Vendredi soir, un court-circuit d’Ores provoquait une grande panne d’électricité à Braine-le-Comte. Mais ce n’est que le lendemain qu’on a pu mesurer à quel point la commune de la région du Centre avait plongé dans le noir.

Ce soir-là, en effet, des inconnus ont marqué un mur de l’École Normale d’inscriptions qui rappellent les heures les plus sombres de notre histoire. "Arbeit macht frei" trônait au-dessus de l’entrée du camp d’extermination d’Auschwitz.
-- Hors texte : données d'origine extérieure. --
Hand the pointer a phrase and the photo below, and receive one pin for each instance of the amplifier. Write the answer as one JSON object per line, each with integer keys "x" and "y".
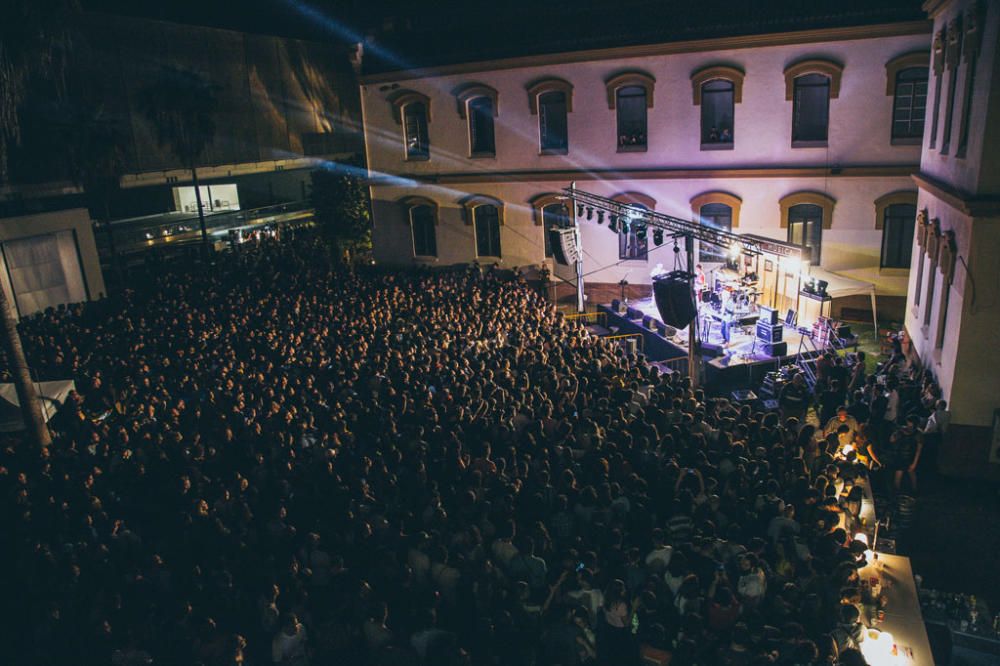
{"x": 769, "y": 333}
{"x": 776, "y": 348}
{"x": 768, "y": 315}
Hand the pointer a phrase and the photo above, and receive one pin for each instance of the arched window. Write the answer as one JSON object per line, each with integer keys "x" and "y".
{"x": 716, "y": 216}
{"x": 422, "y": 223}
{"x": 811, "y": 109}
{"x": 909, "y": 104}
{"x": 717, "y": 106}
{"x": 415, "y": 131}
{"x": 481, "y": 135}
{"x": 805, "y": 229}
{"x": 551, "y": 99}
{"x": 554, "y": 216}
{"x": 897, "y": 234}
{"x": 553, "y": 135}
{"x": 486, "y": 219}
{"x": 631, "y": 110}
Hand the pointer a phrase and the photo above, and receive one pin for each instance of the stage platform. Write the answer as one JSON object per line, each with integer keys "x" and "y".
{"x": 740, "y": 363}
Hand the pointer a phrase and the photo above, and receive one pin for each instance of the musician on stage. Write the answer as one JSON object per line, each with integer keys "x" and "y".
{"x": 699, "y": 279}
{"x": 728, "y": 314}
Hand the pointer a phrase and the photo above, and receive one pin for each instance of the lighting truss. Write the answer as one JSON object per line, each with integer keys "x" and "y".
{"x": 674, "y": 226}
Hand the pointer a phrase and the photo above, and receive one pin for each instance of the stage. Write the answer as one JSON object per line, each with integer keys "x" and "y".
{"x": 740, "y": 363}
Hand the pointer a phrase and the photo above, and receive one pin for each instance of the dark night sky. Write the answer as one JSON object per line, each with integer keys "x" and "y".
{"x": 442, "y": 31}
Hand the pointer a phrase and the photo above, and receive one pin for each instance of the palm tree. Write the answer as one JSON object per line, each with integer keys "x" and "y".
{"x": 181, "y": 105}
{"x": 35, "y": 41}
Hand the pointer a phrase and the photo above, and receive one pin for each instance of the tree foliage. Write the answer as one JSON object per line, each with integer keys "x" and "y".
{"x": 342, "y": 207}
{"x": 36, "y": 38}
{"x": 181, "y": 103}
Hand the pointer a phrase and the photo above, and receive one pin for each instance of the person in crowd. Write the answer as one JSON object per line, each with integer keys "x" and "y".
{"x": 285, "y": 461}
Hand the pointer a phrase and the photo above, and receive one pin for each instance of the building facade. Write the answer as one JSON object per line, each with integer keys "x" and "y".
{"x": 953, "y": 303}
{"x": 809, "y": 136}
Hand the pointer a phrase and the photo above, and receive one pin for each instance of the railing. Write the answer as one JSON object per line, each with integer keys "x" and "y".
{"x": 624, "y": 336}
{"x": 600, "y": 318}
{"x": 179, "y": 228}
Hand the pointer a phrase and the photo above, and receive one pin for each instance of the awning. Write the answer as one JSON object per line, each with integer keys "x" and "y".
{"x": 839, "y": 286}
{"x": 52, "y": 394}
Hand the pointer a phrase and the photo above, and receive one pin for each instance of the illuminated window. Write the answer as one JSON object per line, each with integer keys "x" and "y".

On retrouve le sinistre slogan sur le mur d’une école primaire, près de 76 ans plus tard, à Braine-le-Comte.

De quoi plomber l’ambiance alors que les classes maternelles et primaires de l’École Normale organisaient leur traditionnelle fête de printemps samedi et que Braine célébrait son carnaval dimanche.

La direction de l’école est particulièrement choquée, d’autant que ce n’est pas la première fois que ça arrive. "Nous avions déjà eu les mêmes inscriptions il y a deux ans", regrette Guy De Smet, directeur de l’école. "Les tagueurs de vendredi sont d’ailleurs repassés sur les traces restées sur le mur. Ça me choque personnellement. Toute mon enfance, j’ai baigné dans les histoires de la résistance. Mon beau-père a été prisonnier au camp de Buchenwald durant la guerre. Jusqu’à sa mort, il se réveillait souvent durant la nuit en hurlant. Je suis également choqué en tant que directeur. Chaque année, les élèves de 5e et 6e visitent le Breendonk Memorial. L’année passée, nous avions monté une exposition sur la Deuxième Guerre mondiale avec une conférence d’un rescapé d’Auschwitz. Je ne comprends pas comment l’on peut laisser de telles inscriptions. Ça ne peut pas être un jeune de l’école."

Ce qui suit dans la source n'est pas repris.